SIGNIFICADO—Śrīla Bhaktivinoda Ṭhākura explica: “No Vedānta-sūtra, de Śrīla Vyāsadeva, afirma-se definitivamente que todas as manifestações cósmicas resultam de transformações de diversas energias do Senhor. Śaṅkarācārya, contudo, rejeitando a energia do Senhor, acha que é o Senhor que Se transforma. Extraiu muitas afirmações claras da literatura védica e desvirtuou-as para provar que, se o Senhor, ou a Verdade Absoluta, Se transformasse, Sua unidade seria abalada. Assim, ele acusou Śrīla Vyāsadeva de estar equivocado. Portanto, ao desenvolver sua filosofia de monismo, ele estabeleceu vivarta-vāda, a teoria māyāvāda da ilusão.”

No Brahma-sūtra, segundo capítulo, a primeira citação é: tad-ananyatvam ārambhaṇa-śabdādibhyaḥ. Ao comentar sobre este sūtra em seu Śārīraka-bhāṣya, Śaṅkarācārya introduz a afirmação vācārambhaṇaṁ vikāro nāmadheyam da Chāndogya Upaniṣad para tentar provar que está errado aceitar a transformação da energia do Senhor Supremo. Ele procura opor-se a essa transformação de energia de maneira desencaminhadora, que será explicada adiante. Como seu conceito de Deus é impessoal, ele não acredita que toda a manifestação cósmica seja uma transformação das energias do Senhor, pois, tão logo alguém aceite as diversas energias da Verdade Absoluta, é obrigado a admitir que a Verdade Absoluta é pessoal, e não impessoal. Uma pessoa pode criar muitas coisas pela transformação de sua energia. Por exemplo, um homem de negócios transforma sua energia ao estabelecer muitas indústrias ou organizações comerciais. Todavia, ele permanece sendo uma pessoa, embora sua energia tenha se transformado nessas muitas indústrias ou organizações comerciais. Os filósofos māyāvādīs não compreendem esse fato simples. Seus minúsculos cérebros e pobre fundo de conhecimento não lhes fornecem iluminação suficiente para perceber que, ao transformar-se a energia do homem, o próprio homem não se transforma, mas permanece sendo a mesma pessoa.

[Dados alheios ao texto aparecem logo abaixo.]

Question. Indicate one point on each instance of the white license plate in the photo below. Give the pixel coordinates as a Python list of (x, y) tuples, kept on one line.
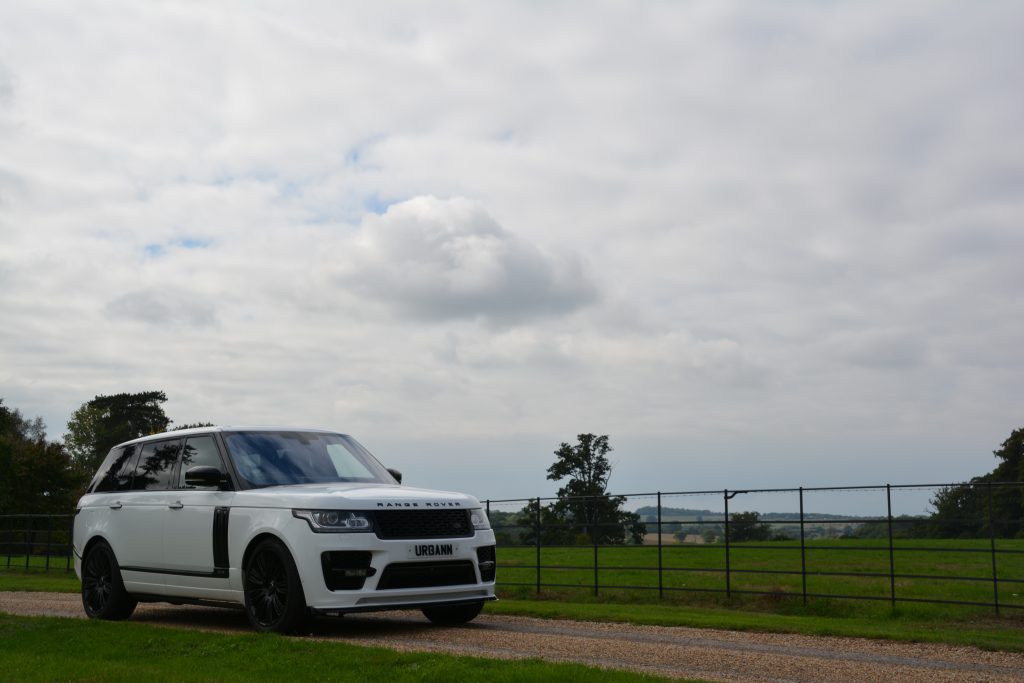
[(426, 551)]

Não crendo no fato de que a energia da Verdade Absoluta se transforma, Śaṅkarācārya propõe sua teoria da ilusão. Essa teoria afirma que, embora a Verdade Absoluta jamais Se transforme, pensamos que ela se transforma, o que é uma ilusão. Śaṅkarācārya não acredita na transformação da energia da Verdade Absoluta, pois afirma que tudo é um e que, portanto, a entidade viva é também una com o Supremo. Essa é a teoria māyāvāda.

Śrīla Vyāsadeva explica que a Verdade Absoluta é uma pessoa dotada de diferentes potências. Simplesmente por Seu desejo de que houvesse a criação e por meio de Seu olhar (sa aikṣata), Ele criou este mundo material (sa asṛjata). Após a criação, Ele permanece a mesma pessoa; Ele não Se transforma no todo. Devemos aceitar que o Senhor tem energias inconcebíveis e que é por Sua ordem e vontade que surgem variedades de manifestações. No Vedānta-sūtra, se diz: sa-tattvato ’nyathā-buddhir vikāra ity udāhṛtaḥ. Esse mantra indica que de um fato surge outro fato. Por exemplo, o pai é um fato, e o filho produzido pelo pai é o segundo fato. Assim, ambos são verdadeiros, embora um seja produto do outro. Essa produção de uma segunda verdade independente por parte de uma primeira verdade chama-se vikāra, ou seja, transformação que resulta num subproduto. O Brahman Supremo é a Verdade Absoluta, e as demais energias que emanam dEle e existem separadamente, tais como as entidades vivas e a manifestação cósmica, são também verdades. Esse é um exemplo de transformação, que se chama vikāra, ou pariṇāma. Para dar outro exemplo de vikāra, o leite é uma verdade, mas pode-se transformar o mesmo leite em iogurte. Assim, o iogurte é uma transformação do leite, embora os ingredientes do iogurte e do leite sejam os mesmos.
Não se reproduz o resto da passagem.